Time for some open-source. Started contributing to Hugging Face's Gradio and Diffusers libraries. Working with The Anvil (at Purdue) to generate team-matching algorithms using Natural Language algorithms.

August 2022 milestone

Completed my internship at Meta working on Federated Semi-Supervised Learning (vision) algorithms.

June 2022 community

Excited to be a part of the Cohere for AI Initiative led by Sara Hooker!

June 2022 paper

Our papers 'Private Hypothesis Testing for Social Sciences' and 'PowerGraph: Using neural networks and principal components to multivariate statistical power trade-offs' have been accepted (poster and talk) to the ICML workshops of Theory of Differential Privacy and AI for Science held alongside ICML 2022 in Baltimore, USA.

May 2022 milestone

Excited to be back at Meta for a summer internship!

May 2022 paper

Our paper 'Private Hypothesis Testing for Social Sciences' is now available on Arxiv.

March 2022

I launched the 101 Days of NLP — a popular way of entering a new field. Over the next few months I will be studying NLP in every form that I can.

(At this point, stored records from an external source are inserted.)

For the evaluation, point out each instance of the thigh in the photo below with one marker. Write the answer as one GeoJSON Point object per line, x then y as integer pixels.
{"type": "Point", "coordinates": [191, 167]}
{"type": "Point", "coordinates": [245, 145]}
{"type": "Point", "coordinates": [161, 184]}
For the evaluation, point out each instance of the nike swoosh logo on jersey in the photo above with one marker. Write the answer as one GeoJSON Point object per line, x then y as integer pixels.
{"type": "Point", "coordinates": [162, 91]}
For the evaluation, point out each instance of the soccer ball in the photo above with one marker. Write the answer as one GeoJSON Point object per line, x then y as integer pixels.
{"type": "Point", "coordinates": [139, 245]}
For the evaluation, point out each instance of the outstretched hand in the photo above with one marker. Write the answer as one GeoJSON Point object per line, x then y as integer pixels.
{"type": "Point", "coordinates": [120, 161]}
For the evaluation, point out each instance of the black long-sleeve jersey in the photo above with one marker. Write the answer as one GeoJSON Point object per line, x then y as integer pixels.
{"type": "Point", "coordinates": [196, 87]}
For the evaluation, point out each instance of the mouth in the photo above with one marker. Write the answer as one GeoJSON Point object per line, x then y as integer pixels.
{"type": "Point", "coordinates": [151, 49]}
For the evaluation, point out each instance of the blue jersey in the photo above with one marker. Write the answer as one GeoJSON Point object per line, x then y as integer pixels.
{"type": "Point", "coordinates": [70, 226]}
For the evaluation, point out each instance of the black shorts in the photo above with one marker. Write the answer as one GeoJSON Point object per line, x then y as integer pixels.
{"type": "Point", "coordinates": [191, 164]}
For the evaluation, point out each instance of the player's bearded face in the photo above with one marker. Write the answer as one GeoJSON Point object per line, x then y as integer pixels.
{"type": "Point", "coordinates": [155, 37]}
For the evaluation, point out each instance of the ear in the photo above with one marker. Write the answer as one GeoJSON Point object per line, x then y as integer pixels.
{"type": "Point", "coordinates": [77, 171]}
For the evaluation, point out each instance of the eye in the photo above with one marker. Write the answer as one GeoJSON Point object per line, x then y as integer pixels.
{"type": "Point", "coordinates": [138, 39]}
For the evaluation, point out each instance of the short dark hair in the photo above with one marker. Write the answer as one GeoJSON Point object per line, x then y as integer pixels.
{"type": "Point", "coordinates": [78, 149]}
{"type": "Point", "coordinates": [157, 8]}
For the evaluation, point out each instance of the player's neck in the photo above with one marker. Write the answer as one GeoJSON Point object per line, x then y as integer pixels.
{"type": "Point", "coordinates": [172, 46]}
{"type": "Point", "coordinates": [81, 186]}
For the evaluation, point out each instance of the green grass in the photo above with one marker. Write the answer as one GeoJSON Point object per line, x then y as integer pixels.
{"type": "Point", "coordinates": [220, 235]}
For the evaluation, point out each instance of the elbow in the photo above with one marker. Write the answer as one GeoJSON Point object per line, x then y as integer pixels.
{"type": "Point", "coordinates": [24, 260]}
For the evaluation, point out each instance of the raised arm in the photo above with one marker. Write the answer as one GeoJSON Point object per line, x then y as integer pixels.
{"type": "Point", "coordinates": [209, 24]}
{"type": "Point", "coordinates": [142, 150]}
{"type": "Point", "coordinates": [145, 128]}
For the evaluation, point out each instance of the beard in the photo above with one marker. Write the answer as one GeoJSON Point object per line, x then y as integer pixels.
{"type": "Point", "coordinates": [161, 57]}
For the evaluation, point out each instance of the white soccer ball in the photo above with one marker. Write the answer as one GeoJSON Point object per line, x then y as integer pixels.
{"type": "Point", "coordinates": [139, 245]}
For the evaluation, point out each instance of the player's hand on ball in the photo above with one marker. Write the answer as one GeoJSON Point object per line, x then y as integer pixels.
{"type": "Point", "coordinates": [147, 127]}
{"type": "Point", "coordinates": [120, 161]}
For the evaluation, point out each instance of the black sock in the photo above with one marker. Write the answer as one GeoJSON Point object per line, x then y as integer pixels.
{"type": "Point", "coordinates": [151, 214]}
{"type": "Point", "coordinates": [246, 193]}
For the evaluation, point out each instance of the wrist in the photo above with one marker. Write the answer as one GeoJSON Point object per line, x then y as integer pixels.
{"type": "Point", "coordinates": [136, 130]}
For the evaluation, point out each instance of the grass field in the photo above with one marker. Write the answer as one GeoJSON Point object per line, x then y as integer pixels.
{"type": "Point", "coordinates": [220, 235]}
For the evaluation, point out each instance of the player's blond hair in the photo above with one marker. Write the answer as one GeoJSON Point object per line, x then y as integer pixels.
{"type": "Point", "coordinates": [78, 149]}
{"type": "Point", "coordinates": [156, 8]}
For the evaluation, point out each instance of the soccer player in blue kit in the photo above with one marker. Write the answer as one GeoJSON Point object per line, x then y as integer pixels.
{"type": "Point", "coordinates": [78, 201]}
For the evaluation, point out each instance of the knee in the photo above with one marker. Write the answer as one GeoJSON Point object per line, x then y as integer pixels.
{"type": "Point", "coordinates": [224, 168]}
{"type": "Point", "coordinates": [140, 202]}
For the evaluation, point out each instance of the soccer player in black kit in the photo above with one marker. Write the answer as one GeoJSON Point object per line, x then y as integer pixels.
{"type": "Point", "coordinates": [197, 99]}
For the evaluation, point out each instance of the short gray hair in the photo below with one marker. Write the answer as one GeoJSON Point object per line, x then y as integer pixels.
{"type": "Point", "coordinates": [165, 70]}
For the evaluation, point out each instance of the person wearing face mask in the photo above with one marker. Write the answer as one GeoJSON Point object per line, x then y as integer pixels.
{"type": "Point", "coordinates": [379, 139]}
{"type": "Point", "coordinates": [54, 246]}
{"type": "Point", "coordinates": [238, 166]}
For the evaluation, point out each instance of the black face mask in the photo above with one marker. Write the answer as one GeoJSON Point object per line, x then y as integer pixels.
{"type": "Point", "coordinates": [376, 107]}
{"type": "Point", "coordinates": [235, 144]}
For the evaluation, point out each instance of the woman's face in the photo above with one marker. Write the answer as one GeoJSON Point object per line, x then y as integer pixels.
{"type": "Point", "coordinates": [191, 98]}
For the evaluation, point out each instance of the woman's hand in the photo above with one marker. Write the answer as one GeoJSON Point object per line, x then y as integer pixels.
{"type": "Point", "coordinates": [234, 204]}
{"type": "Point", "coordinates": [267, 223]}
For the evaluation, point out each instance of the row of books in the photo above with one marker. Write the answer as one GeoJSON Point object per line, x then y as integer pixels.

You can follow along on the curious page. All released code will be 100% open-source and reusable.

March 2022 paper

We presented our preliminary work, 'How to promote open science under privacy,' an article at the confluence of Social Sciences and Privacy at the Psychological Sciences Department at Purdue University. We are working on a tool in R/Python to enable easy sharing of datasets under privacy guarantees.

March 2022 paper

Our article 'PowerGraph: Using neural networks and principal components to determine multivariate statistical power trade-offs' has been accepted for an Individual Oral Presentation at the International Meeting of the Psychometric Society (IMPS) 2022.

January 2022 paper

We released a preprint of our recent work on efficiently graphing multivariate statistical power manifolds with supervised learning techniques. Manuscript now available at PowerGraph: Using neural networks and principal components to multivariate statistical power trade-offs.

November 2021 paper

We discuss recent progress in graphing multivariate statistical power manifolds with novel Machine Learning at the MCP Colloquium at Purdue University. Work done with the SuperPower group. Slides and paper are coming soon.

June 2021 paper

Our article Towards Quantifying the Carbon Emissions of Differentially Private Machine Learning was accepted at the ICML Workshop on Socially Responsible Machine Learning.

May 2021 milestone

Started internship as PhD SWE at Facebook, Menlo Park.

February 2021

Started a new blog on differential privacy and federated learning along with my journey in my PhD.

February 2021

Added a new blog post for workflows in Machine Learning Systems at ML Workflows for Research Scientists. Published in Editor's Picks on Towards Data Science publication (at link).

January 2021 milestone

Promoted to Machine Learning Team Lead in the SuperPower research group.

November 2020 paper

Our article FedPerf: A Practitioners' Guide to Performance of Federated Learning Algorithms, got accepted to NeurIPS 2020 Preregistration Workshop. We were among the 8 papers invited for a contributed talk for the workshop. Further open-source updates coming soon!

October 2020 paper

Submitted research article FedPerf: A Practitioners' Guide to Performance of Federated Learning Algorithms to NIPS 2020 Preregistration Workshop.

August 2020

Joined SuperPower Team (PIs: Dr. Erin Hennes and Dr. Sean Lane) as a Graduate Research Assistant, designing automated and smart algorithms for parameter space exploration using Machine Learning techniques.

April 2020 community

Joined OpenMined as a Research Scientist.

February 2020

Published my first blog.

August 2019 paper

Started the website. My research paper DFC: Dynamic UL-DL Frame Configuration Mechanism for Improving Channel Access in eLAA, (at NeWS Lab at IIT Hyderabad), was published in IEEE Networking Letters.